Goodness.  I’m embarrassed that it’s been so long since I visited with you. The holidays, work, and a variety of factors kept me away from Between the Threads for over a month.  But I’m back with some nice projects to show for it.

During October, I spent some time at the loom weaving up 5 yards of material from Harrisville Shetland Wool cones.  It was a very nice twill structure and I used some handspun for a contrast.

Then I decided to full the fabric as I prepared to make a coat.  I threw it into the washer on hot, just for a few minutes. And then…. uh, I got distracted by my daughter who “needed to talk.”  Let’s just say that when I ran frantically to the washing machine to pull the fabric, it was felted beyond belief.  It was toast!  The part with the purple handspun was thick enough to use for a horse blanket.  Weave structure- gone! The magenta part at the top of the picture brightened considerably, but shrunk significantly so that a coat was out of the question.

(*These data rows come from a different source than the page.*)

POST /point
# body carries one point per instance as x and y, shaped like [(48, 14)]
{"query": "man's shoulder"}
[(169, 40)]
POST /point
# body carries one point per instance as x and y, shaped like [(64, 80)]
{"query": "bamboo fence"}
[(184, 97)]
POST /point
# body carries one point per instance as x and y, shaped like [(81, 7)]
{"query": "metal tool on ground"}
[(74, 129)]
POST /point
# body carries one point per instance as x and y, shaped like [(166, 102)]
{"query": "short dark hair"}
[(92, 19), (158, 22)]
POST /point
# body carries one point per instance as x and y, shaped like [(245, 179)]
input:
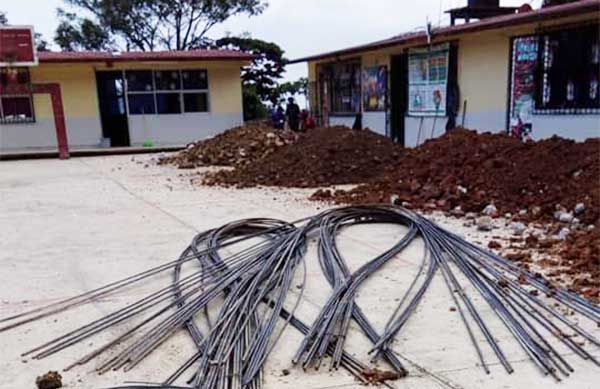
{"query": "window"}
[(141, 103), (195, 102), (194, 79), (139, 81), (569, 69), (167, 80), (167, 91), (168, 103), (16, 107), (345, 87)]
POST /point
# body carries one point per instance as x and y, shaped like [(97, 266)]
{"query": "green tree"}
[(293, 88), (147, 25), (76, 34), (260, 80)]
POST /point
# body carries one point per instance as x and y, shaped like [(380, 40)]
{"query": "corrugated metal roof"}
[(99, 56), (569, 9)]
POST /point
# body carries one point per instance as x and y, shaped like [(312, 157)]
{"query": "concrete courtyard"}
[(70, 226)]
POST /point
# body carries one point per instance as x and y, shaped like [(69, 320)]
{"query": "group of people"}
[(297, 120)]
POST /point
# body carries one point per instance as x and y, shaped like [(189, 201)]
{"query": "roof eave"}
[(571, 9)]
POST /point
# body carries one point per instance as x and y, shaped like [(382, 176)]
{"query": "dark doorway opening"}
[(398, 96), (113, 113)]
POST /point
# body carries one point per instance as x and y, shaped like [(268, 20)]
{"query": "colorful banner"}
[(525, 57), (374, 88), (428, 81)]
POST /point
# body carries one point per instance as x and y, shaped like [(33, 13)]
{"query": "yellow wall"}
[(78, 85), (78, 88), (483, 71)]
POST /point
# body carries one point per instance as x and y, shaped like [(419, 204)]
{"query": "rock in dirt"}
[(485, 223), (518, 228), (320, 157), (579, 208), (495, 168), (238, 146), (563, 233), (50, 380), (490, 210)]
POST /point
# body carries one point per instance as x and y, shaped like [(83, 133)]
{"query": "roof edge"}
[(565, 10)]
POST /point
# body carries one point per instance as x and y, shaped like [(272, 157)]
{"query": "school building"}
[(119, 99), (514, 68)]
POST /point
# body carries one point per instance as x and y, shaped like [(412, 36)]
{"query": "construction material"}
[(470, 170), (321, 157), (238, 146), (236, 306)]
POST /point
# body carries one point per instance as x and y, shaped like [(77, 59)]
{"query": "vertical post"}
[(59, 116)]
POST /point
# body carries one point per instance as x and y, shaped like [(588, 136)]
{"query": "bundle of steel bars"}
[(248, 289)]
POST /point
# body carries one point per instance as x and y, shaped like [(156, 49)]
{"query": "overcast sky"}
[(300, 27)]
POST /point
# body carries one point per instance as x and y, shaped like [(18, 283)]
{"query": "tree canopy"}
[(146, 25)]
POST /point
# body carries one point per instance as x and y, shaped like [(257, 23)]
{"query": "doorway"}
[(398, 96), (113, 112)]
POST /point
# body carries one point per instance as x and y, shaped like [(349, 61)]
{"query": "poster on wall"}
[(522, 103), (374, 88), (428, 80)]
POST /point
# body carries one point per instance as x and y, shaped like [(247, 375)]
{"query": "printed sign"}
[(428, 81), (374, 88), (525, 57)]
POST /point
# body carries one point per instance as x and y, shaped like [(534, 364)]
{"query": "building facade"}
[(124, 99), (535, 71)]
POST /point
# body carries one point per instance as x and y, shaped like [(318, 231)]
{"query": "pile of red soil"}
[(470, 170), (238, 146), (581, 257), (321, 157)]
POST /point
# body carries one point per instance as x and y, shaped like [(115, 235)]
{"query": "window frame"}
[(180, 92), (330, 68), (541, 73), (29, 96)]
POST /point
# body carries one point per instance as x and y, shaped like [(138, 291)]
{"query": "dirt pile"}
[(50, 380), (321, 157), (469, 170), (582, 257), (238, 146)]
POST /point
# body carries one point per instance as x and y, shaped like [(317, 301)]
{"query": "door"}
[(398, 96), (113, 113)]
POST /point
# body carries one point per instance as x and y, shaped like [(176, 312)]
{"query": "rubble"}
[(485, 223), (50, 380), (497, 169), (490, 210), (518, 228), (238, 146), (321, 157)]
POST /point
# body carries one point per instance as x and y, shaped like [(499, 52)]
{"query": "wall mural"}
[(525, 58), (374, 88), (428, 80)]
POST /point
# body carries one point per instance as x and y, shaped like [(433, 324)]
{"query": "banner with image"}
[(525, 57), (428, 80), (374, 88)]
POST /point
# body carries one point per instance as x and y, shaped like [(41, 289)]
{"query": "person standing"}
[(292, 112)]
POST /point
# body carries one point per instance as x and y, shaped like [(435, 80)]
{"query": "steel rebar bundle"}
[(235, 303)]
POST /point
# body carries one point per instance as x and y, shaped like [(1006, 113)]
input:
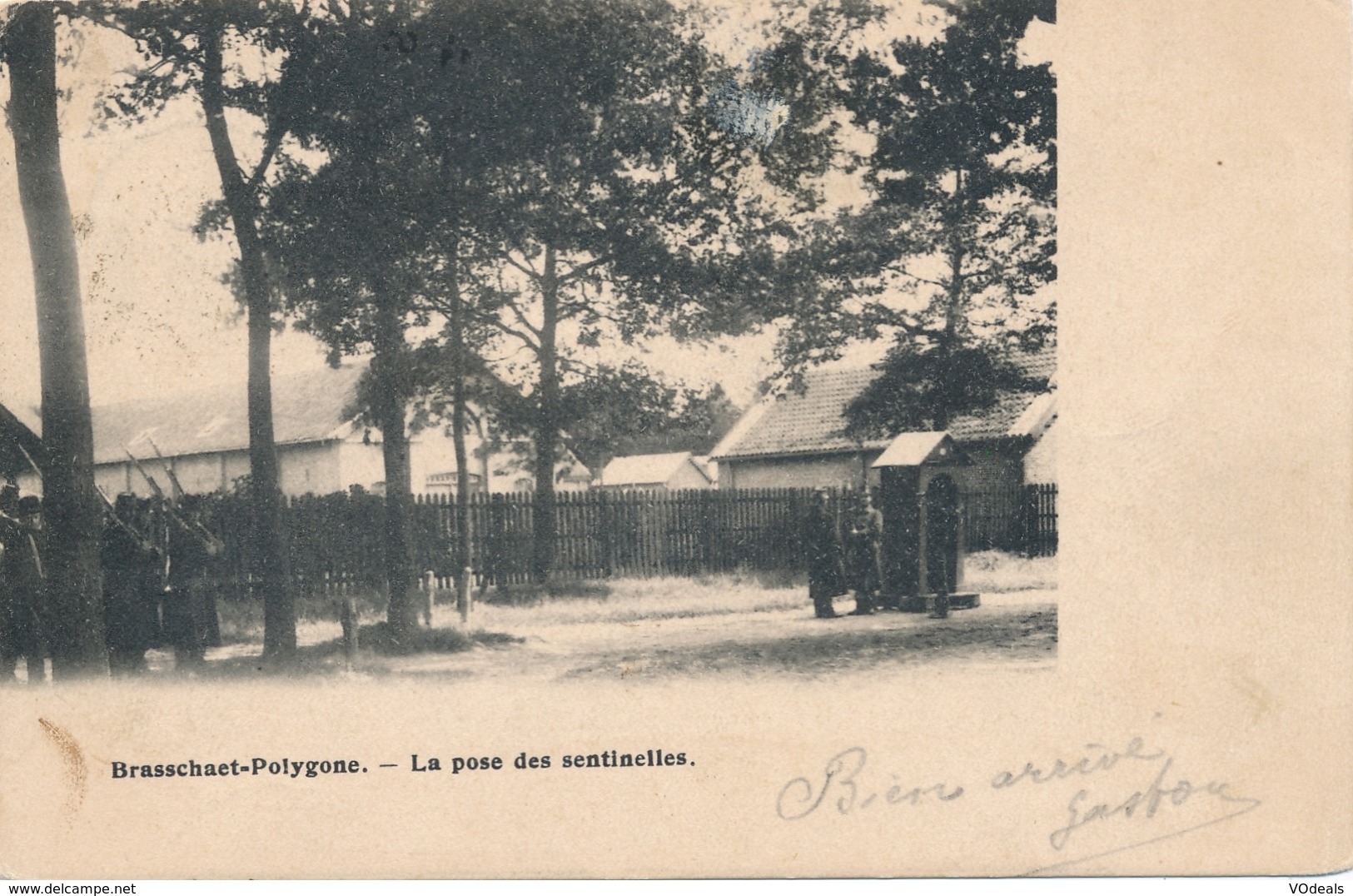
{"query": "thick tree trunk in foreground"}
[(458, 426), (547, 426), (390, 408), (73, 589), (268, 549)]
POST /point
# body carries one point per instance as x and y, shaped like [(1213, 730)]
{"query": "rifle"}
[(141, 540), (207, 539), (173, 480)]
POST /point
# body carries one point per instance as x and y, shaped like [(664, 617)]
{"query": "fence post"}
[(429, 595), (348, 614)]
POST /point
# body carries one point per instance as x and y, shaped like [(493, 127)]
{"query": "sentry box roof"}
[(913, 450)]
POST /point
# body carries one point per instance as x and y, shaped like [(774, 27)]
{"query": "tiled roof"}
[(310, 406), (639, 470), (808, 422), (813, 422)]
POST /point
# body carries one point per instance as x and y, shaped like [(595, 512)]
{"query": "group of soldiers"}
[(156, 558), (850, 556)]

Time to make lemonade:)  I needed a new purpose.  The purple accent fabric was cut off, doubled over, and now makes a nice surface for pressing on my ironing board. Then I went to a workshop one night at my local, independent fabric shop.  It was all about working with wool.  I raised my hand.  “Anyone have any suggestions for a this?”  I told my story and got ideas for a vest.

I’m not a big vest person.  They tend to look boxy on my short body.  But with little else to use it for, I got a nice pattern from Kwik Sew and set about making a vest.

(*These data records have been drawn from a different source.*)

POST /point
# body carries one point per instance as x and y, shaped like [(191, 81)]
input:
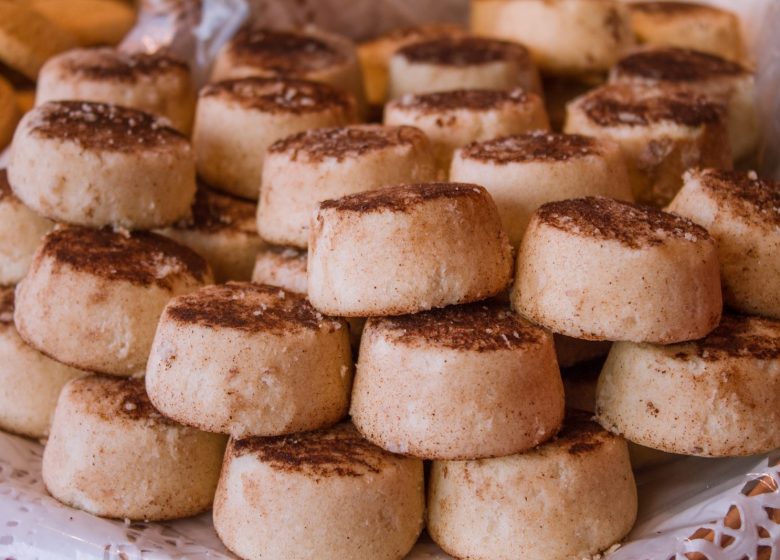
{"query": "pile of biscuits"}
[(259, 298)]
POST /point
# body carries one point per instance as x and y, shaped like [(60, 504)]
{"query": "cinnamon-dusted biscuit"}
[(92, 298), (689, 26), (28, 39), (572, 497), (463, 382), (523, 172), (706, 74), (249, 360), (304, 169), (21, 231), (662, 131), (96, 164), (742, 213), (569, 37), (237, 120), (223, 230), (406, 249), (326, 495), (601, 269), (29, 381), (452, 119), (112, 454), (375, 55), (714, 397), (449, 63), (156, 83), (311, 55)]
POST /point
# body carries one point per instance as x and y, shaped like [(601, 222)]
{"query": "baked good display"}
[(310, 55), (462, 382), (223, 230), (709, 75), (92, 298), (662, 131), (21, 231), (95, 164), (710, 397), (156, 83), (406, 249), (601, 269), (449, 63), (742, 213), (688, 25), (455, 118), (112, 454), (322, 495), (524, 171), (249, 360), (302, 170), (565, 37), (572, 497), (237, 120), (29, 381)]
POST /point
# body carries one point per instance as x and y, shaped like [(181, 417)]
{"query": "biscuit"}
[(21, 231), (155, 83), (714, 397), (91, 22), (326, 495), (238, 119), (601, 269), (406, 249), (311, 55), (302, 170), (525, 171), (28, 39), (449, 63), (742, 213), (452, 119), (95, 165), (705, 74), (92, 298), (572, 497), (29, 381), (662, 131), (249, 360), (222, 230), (112, 454), (568, 37), (462, 382), (689, 26)]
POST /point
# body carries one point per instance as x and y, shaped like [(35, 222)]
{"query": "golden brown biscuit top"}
[(402, 198), (463, 51), (101, 126), (479, 327), (676, 65), (250, 308), (141, 258), (339, 451), (453, 100), (280, 95), (117, 398), (318, 144), (629, 105), (111, 65), (283, 53), (752, 199), (613, 220), (737, 336), (214, 212), (531, 147)]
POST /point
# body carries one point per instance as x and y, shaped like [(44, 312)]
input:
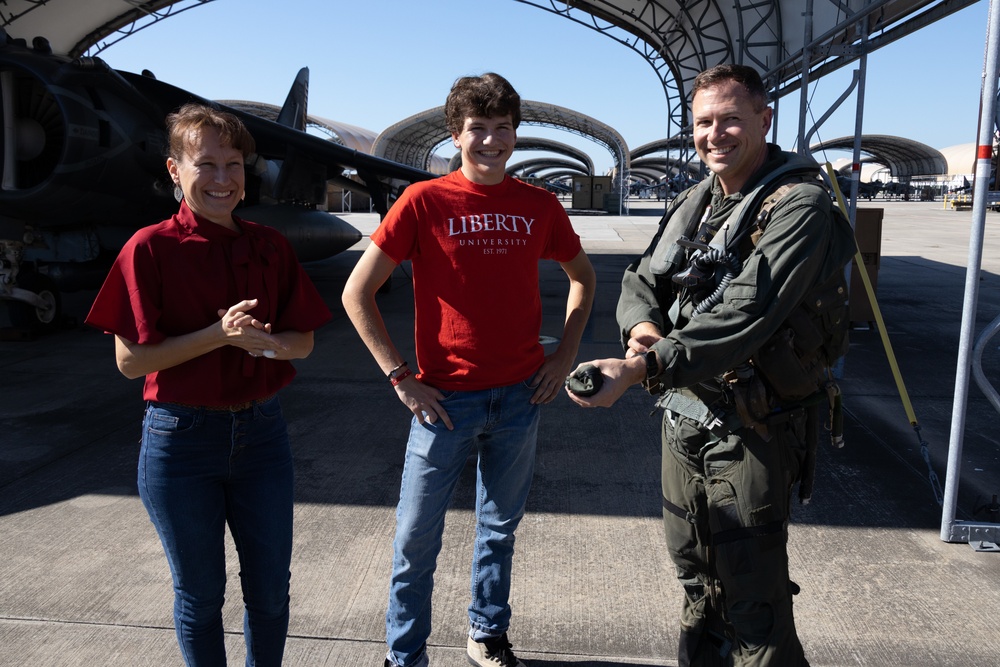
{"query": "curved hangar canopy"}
[(679, 38), (903, 157), (412, 141)]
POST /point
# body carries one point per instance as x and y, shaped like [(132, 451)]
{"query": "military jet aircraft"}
[(83, 167)]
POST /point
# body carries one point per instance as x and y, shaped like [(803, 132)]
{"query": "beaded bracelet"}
[(395, 380)]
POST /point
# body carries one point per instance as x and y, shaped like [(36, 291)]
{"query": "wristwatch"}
[(651, 383), (652, 365)]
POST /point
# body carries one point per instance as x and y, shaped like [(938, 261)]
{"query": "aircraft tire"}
[(25, 316)]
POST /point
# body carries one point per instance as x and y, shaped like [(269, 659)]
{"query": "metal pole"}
[(858, 119), (802, 149), (980, 193)]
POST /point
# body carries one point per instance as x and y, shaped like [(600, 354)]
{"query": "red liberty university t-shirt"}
[(474, 250)]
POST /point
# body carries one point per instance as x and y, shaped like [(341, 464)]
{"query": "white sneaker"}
[(493, 652)]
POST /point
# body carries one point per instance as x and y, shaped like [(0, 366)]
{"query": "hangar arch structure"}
[(541, 144), (412, 141), (904, 158), (789, 41)]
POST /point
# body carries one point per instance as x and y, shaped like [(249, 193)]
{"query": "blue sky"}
[(376, 62)]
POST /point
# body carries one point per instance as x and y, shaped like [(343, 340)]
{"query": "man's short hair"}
[(741, 74), (486, 96)]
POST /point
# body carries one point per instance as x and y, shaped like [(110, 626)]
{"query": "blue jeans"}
[(502, 426), (198, 471)]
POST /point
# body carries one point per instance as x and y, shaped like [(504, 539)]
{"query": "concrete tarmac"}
[(83, 580)]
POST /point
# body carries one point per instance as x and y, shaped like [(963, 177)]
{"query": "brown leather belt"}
[(236, 407)]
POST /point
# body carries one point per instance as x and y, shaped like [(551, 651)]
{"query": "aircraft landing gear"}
[(36, 305)]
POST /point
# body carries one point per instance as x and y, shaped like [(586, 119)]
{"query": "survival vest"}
[(795, 362)]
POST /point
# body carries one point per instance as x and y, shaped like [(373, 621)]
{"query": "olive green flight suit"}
[(726, 491)]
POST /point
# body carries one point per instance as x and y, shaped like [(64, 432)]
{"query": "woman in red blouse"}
[(210, 309)]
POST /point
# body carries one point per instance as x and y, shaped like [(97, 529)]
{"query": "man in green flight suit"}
[(733, 317)]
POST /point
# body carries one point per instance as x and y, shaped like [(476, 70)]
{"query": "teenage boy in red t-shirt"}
[(474, 238)]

The first order of business was making something flattering out of a thick wool felt.  It was all about reducing bulk.  I spent hours carefully fitting the pattern with added darts in the front and back and using ideas from Sandra Betzina on working with boiled wool.  In this picture, you can see one of the back pieces.  I used a diamond shaped dart to create shape, but instead of cinching the fabric together like a traditional dart, I cut out all the fabric.

I did this because Sandra says it takes out all the bulk.  It worked beautifully when I pressed the edges together and zig-zagged the seam after backing it with fusible interfacing.

You can’t even see the seam on the right side of the vest.  The thread is buried in the felt.  It was a cool trick.

Well, I eventually finished the vest before the holidays by putting a nice lining in it.

And I wore it for Christmas, adding earrings and a pin my husband gave me that morning which he had picked out specifically for the vest.

Tim Gunn always says, “Make it work.”  I think, this time, I did.

Juggling each part of my life is a skill I’m learning quite well.  Fitting fiber into the daily circus is yet another challenge; but I would say it’s a necessary one. It provides me with satisfaction–making something beautiful hopefully, and it gives a focus beyond meals, children, and my day job.  Sometimes, the little projects keep things on an even keel.

I finished this little project last weekend.  It sat waiting for months and after my friend Annie got me back on track, I was able to finish it.

I’ve had a bag full of fiber in my closet for the longest time.  I finally grabbed three hanks and spun them individually before plying.  It was a combination of mohair, wool, and suri alpaca.  I thought I wanted to make socks, but the fabric was too dense.  Maybe a hat, but I’ll have to see.

I did manage to warp my loom a couple of weeks ago when I had two solid days to devote to it.  This week, I’ve carved out time to weave.  The fabric on the bottom is hand-spun as weft, the top half is the same yarn as the warp, creating more of a textural pattern.  I hope to use this fabric for a coat.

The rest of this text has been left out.